AI can be a genuinely useful tool for the right tasks. I'm not a doomer and this isn't a "burn it all down" argument. There's a version of DLSS 5 that could exist — subtle enhancements that respect artistic intent, better lighting that serves the developer's vision, improvements that the artists who made the game would actually want. The technology could go that way.

But the people with the loudest voices and the most money keep gravitating toward exactly the capabilities that sit closest to the most catastrophic failure modes. Faces. Likenesses. Generative reinterpretation of other people's art. Deployed at scale, locally, without consent, without oversight.

And when anyone raises a hand to say "maybe slow down," they get called haters.

Jensen Huang has a net worth somewhere north of $100 billion. He doesn't play the games. The Capcom executive who endorsed the technology that blindsided his own artists gets a bonus for adopting new technology, not a consequence for overriding the people who made it. Vávra is already stepping back from Warhorse to focus on turning his game into a film — the industry he's cheerleading this technology into is one he's partially already leaving.

The people torquing the crowbar are not the people who will be standing next to the box when it opens. That's the artists who found out at the same time as the public. The game dev students who feel ill about their futures. The developers who are declining to use it anyway and watching the executives sign the deals over their heads.

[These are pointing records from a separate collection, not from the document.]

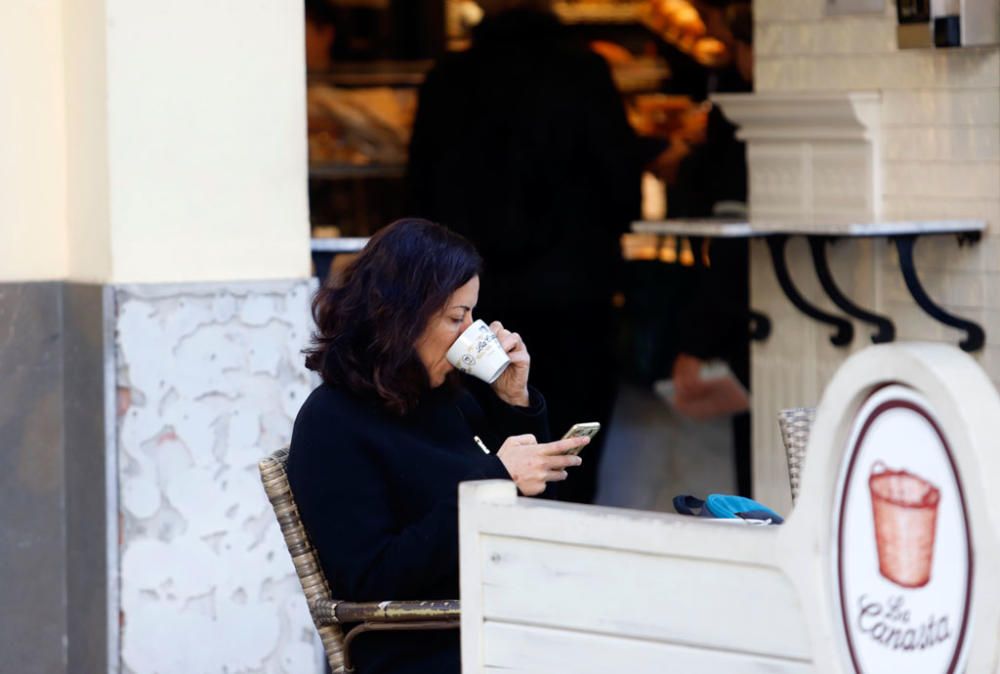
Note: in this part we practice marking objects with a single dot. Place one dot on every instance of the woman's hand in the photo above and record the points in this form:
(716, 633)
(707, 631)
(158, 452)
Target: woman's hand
(532, 465)
(512, 385)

You Don't Get to Close It Again

Sora's deepfakes of MLK and Robin Williams are out there. The Grok images from that week in January are out there. The app can be shut down, the model can be discontinued, the apology tour can happen — but the content that got produced when the lid was briefly off doesn't go back in.

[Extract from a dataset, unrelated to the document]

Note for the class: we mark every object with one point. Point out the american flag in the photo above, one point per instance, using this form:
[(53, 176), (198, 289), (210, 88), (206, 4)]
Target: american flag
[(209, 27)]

That's what Pandora's box actually means. Not that something terrible is inevitable. Not that we can't make choices. But that some openings, once made at scale, are not reversible. The question isn't whether we can imagine a better future for the technology. It's whether the people with the crowbar are the right people to be deciding how fast it opens and in which direction.

Based on the evidence — the dual-5090 demo, the blindsided artists, Sora's six-month arc, Grok's January, the laughing-cry emojis — I'm not optimistic about the decision-making process.

DLSS 1 through 4 were genuinely useful. The original promise of the technology was real and it delivered. That's exactly why this stings. They built something people actually valued, earned the trust, and now they're using that trust as a platform for something with a much murkier risk profile while calling everyone who notices a hater.

And this is why we can't have nice things.